物怖じすることなくマリアはずかずか部屋に足を踏み入れると、黒いローブへ口を開いた。
「ひさしぶりね。死霊魔術師。元気だったかしら?」
「相変わらず突然くる人デスネ。今の名前は……あー……マリアサンでしたっケ?」
「そうよ。エスケレト。物覚えがよくなったじゃない。その頭蓋骨の中に脳みそまだ残ってるの?」
マリアの妙な物言いに小首を傾げるシオンの瞳があるものを捉えた。その瞬間、短く悲鳴を上げ彼女は後ずさりする。
黒いフードの中に光が差す。浮かび上がるそれは人などではなかった。
正確にいえば以前人間だったものだ。皮も肉もない。あるのは頭蓋骨そのものだ。その眼球のない空洞がマリアを見つめる。
彼はエスケレトという名を持つかつての王宮魔術師だった。だがその座を追われ今は各地を転々とし人前にはまず出ることはない。
アフトクラトラス王宮魔術師など安易になることは到底不可能だ。実績も名誉も聡明さも、そして国王に認められる人材でなければその座に就くことなどできはしない。
だがエスケレトはその全てをはく奪された。理由は至って簡単である。彼は人間でありながら「アンデッド作成」に没頭していたからだ。
人間や動物を材料にし様々なアンデッドを作成するという「禁忌」を侵した彼は、「死霊魔術師」と怖れられ、アフトクラトラスを追われた後、ひっそりと死霊魔術の研究を続けている。
そして、アンデッドを愛するが故に自らもアンデッドと化すことを目論んだ。その結果が今の彼の体そのものである。
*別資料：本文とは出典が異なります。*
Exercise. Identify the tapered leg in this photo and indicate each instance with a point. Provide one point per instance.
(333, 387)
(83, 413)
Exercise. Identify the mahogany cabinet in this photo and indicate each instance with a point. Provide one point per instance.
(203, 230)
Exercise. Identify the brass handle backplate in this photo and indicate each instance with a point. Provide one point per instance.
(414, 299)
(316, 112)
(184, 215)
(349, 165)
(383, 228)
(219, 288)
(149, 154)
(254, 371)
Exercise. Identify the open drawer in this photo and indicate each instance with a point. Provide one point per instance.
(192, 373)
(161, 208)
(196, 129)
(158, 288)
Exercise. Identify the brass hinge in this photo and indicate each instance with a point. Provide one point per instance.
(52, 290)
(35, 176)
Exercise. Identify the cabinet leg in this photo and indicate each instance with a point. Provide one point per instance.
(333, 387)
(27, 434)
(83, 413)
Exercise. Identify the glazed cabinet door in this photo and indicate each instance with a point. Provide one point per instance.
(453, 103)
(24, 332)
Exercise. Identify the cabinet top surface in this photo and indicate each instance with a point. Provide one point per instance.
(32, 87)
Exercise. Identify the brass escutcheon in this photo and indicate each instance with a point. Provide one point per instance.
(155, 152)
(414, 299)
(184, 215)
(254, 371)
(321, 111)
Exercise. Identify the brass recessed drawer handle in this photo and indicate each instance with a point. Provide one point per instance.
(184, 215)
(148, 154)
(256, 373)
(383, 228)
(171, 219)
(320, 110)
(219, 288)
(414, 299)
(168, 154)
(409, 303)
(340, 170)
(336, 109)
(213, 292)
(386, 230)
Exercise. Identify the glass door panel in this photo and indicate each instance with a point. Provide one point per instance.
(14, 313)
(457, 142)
「死の超越はまだ完全に終わってまセン。上半身は骨になってますが下半身はまだ生身デス。人前に出せる状態ではないデスネ。見てみマス?」
「殺すわよ? 何そのくだらない冗談は。人間だった時でも人前に出せる代物じゃないでしょ。むしろその半分腐ってる下半身のほうが物好きは喜ぶんじゃないの? 私は見たくもないけど」
「相変わらず冷たいデスネ。アナタ。ところでその麗しい女性を連れて何用デスカ? こんな辺鄙な所まで来るなんてよほどの事態でしょうカ? アナタが男の腐った尻を追いかけるなどそうそうないでしょうからネ」
「男の尻なんて御免だわ。若い女なら大歓迎だけどね。こんな汚らしい辛気臭い所にきたのは、あんたに聞きたいことがあるからよ」
「せっかく腐った男に会いに来たのデス。お聞きしまショウ」
骨で形成された歯を鳴らし、死の超越を目論む魔術師は静かに微笑んだ。
マリアはエスケレトの向かいの椅子に腰かけると足を組み、鋭さを秘めた真紅の瞳で空洞を見据える。
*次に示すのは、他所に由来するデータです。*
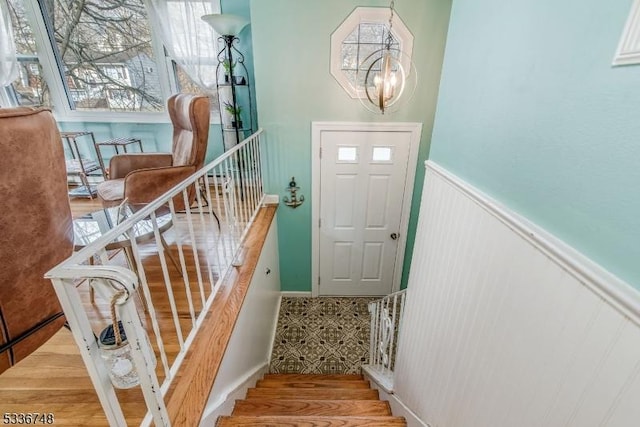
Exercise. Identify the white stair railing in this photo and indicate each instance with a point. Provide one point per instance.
(137, 257)
(386, 321)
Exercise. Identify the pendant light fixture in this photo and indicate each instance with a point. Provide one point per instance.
(385, 83)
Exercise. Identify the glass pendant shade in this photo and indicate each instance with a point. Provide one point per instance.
(385, 83)
(226, 24)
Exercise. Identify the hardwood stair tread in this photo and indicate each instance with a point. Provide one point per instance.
(266, 407)
(310, 421)
(312, 393)
(314, 377)
(313, 384)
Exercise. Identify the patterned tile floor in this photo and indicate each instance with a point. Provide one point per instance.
(321, 336)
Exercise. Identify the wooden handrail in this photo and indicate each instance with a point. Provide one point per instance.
(193, 383)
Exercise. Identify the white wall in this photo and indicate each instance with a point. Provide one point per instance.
(248, 352)
(504, 326)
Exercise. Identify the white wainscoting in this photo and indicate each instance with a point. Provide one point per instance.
(505, 326)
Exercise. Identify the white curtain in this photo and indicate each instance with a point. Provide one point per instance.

「前置きなしで聞くわ。人間ごときが死霊武器を使用した。あんたならこの言葉の意味、わかるでしょ?」
無機質な頭蓋骨が一瞬、固まる。死霊武器、ましてや死霊魔法そのものの知識がないシオンは、マリアの言葉に首を傾げたままだ。
エスケレトは骨で形成された手で顎をさすると、流暢な言葉を空洞から響かせる。